One of the original design goals of ESO’s Very Large Telescope (VLT) was for its four Unit Telescopes (UTs) to work together to create a single giant telescope. With the first light of the ESPRESSO spectrograph using the four-Unit-Telescope mode of the VLT, this milestone has now been reached [1].

After extensive preparations by the ESPRESSO consortium (led by the Astronomical Observatory of the University of Geneva, with the participation of research centres from Italy, Portugal, Spain and Switzerland) and ESO staff, ESO’s Director General Xavier Barcons initiated this historic astronomical observation with the push of a button in the control room.

ESPRESSO instrument scientist at ESO, Gaspare Lo Curto, explains the historical significance of this event: “ESO has realised a dream that dates back to the time when the VLT was conceived in the 1980s: bringing the light from all four Unit Telescopes on Cerro Paranal together to feed a single instrument!” When all four 8.2-metre Unit Telescopes combine their light-collecting power to feed a single instrument, the VLT effectively becomes the largest optical telescope in the world in terms of collecting area.

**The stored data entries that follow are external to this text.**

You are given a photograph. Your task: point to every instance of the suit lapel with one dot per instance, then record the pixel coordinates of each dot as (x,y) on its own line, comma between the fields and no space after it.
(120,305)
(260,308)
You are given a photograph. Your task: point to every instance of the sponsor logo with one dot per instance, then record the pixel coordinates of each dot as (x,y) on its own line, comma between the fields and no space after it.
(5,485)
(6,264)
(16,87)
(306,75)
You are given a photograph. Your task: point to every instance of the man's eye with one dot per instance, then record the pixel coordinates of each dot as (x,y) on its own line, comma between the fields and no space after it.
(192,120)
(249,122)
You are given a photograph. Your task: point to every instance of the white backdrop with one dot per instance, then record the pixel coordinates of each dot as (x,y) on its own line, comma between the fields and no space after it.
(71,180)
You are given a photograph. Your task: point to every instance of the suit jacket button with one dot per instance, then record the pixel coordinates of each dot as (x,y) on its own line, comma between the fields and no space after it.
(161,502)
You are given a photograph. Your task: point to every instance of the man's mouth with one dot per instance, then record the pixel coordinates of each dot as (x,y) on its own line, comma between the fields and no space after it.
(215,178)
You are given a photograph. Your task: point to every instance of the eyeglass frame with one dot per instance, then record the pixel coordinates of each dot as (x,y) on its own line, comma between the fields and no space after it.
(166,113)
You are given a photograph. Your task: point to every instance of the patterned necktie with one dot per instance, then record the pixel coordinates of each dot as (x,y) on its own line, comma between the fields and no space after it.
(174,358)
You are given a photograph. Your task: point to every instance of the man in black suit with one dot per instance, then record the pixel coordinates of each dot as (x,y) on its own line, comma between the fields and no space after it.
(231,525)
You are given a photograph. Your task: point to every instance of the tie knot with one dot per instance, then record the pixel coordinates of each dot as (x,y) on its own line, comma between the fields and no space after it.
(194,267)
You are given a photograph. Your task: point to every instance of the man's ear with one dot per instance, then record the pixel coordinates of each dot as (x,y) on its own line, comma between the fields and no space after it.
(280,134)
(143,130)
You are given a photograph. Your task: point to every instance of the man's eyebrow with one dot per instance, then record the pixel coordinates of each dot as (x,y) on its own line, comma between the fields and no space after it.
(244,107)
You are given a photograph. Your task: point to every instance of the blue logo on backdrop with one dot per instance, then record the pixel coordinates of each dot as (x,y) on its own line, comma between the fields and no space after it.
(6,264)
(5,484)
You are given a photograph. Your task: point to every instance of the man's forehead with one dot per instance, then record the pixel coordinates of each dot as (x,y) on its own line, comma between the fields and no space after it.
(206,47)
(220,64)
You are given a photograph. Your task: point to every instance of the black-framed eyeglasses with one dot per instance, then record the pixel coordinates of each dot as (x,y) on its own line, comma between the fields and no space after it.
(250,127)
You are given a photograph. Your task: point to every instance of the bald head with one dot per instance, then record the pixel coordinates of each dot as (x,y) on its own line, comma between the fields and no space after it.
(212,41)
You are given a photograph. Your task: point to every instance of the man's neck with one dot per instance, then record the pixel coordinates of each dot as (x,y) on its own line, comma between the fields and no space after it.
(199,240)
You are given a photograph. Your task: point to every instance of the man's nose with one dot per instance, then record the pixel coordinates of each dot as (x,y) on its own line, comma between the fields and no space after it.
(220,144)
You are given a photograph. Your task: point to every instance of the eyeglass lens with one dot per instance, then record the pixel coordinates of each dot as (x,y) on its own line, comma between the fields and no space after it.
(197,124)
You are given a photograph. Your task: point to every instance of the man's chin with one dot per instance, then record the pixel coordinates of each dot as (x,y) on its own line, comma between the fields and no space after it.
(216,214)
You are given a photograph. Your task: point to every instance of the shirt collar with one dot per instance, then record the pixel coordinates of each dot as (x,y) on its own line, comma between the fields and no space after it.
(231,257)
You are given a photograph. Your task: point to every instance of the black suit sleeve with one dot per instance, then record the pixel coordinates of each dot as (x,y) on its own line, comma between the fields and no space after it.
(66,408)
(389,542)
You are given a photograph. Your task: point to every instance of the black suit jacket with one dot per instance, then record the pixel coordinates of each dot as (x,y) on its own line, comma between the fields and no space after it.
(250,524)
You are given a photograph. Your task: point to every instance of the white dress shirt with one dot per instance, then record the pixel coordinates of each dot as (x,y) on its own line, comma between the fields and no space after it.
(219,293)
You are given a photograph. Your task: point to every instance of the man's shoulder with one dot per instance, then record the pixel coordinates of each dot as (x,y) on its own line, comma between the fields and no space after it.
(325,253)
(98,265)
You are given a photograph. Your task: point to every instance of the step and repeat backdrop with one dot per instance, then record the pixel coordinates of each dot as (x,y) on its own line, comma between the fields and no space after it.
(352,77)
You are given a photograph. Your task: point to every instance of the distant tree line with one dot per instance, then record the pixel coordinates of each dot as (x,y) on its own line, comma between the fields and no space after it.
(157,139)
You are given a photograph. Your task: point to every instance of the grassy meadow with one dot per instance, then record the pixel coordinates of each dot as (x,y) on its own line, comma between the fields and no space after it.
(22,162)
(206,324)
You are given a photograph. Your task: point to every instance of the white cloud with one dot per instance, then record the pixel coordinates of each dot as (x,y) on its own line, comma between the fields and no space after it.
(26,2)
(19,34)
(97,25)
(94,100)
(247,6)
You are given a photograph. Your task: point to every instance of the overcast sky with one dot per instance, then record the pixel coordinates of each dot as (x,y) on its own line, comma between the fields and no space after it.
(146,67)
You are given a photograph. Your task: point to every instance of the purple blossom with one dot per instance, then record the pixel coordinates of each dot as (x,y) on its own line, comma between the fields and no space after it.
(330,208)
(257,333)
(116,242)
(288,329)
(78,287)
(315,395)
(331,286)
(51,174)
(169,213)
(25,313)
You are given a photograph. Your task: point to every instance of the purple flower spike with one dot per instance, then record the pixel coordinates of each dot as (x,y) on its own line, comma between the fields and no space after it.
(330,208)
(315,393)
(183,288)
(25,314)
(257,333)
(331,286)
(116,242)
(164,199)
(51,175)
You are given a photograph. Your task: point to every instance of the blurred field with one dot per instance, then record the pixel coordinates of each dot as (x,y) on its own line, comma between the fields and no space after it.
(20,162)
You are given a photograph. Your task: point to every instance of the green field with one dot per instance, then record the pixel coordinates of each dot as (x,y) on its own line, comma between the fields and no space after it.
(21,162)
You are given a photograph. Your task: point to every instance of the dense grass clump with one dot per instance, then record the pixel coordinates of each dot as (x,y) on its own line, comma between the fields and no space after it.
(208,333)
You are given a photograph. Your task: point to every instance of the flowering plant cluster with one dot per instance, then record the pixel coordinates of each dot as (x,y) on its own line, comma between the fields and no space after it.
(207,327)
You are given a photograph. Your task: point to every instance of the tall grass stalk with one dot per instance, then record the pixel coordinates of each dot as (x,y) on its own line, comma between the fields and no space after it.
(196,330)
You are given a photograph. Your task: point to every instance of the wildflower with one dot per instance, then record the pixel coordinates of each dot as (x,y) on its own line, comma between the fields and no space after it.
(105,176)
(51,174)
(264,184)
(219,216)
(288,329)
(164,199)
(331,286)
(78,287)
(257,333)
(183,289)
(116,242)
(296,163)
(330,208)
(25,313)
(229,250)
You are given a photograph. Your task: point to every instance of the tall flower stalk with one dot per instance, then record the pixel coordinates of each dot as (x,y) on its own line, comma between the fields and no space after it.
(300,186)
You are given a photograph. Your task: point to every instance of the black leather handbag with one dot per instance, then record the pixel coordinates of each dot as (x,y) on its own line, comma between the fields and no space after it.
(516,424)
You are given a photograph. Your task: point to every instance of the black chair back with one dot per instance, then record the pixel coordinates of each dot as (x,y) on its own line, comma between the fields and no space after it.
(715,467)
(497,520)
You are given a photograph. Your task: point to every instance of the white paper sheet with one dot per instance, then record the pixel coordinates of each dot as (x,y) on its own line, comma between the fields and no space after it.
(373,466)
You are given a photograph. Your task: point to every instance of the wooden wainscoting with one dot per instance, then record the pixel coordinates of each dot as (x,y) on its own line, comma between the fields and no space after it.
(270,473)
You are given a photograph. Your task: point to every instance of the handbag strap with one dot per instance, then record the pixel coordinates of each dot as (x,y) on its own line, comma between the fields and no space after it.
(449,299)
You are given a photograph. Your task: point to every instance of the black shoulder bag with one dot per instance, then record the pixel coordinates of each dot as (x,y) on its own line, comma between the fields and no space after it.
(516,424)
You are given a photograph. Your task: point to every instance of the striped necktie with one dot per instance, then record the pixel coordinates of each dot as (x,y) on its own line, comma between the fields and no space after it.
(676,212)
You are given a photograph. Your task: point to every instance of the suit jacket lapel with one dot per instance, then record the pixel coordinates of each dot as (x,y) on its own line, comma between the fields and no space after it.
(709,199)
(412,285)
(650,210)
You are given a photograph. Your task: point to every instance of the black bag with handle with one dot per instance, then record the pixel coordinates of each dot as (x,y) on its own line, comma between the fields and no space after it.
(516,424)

Two of the main scientific goals of ESPRESSO are the discovery and characterisation of Earth-like planets and the search for possible variability of the fundamental constants of physics. The latter experiments in particular require the observation of distant and faint quasars, and this science goal will benefit the most from combining the light from all four Unit Telescopes in ESPRESSO. Both rely on the ultra-high stability of the instrument and an extremely stable reference light source.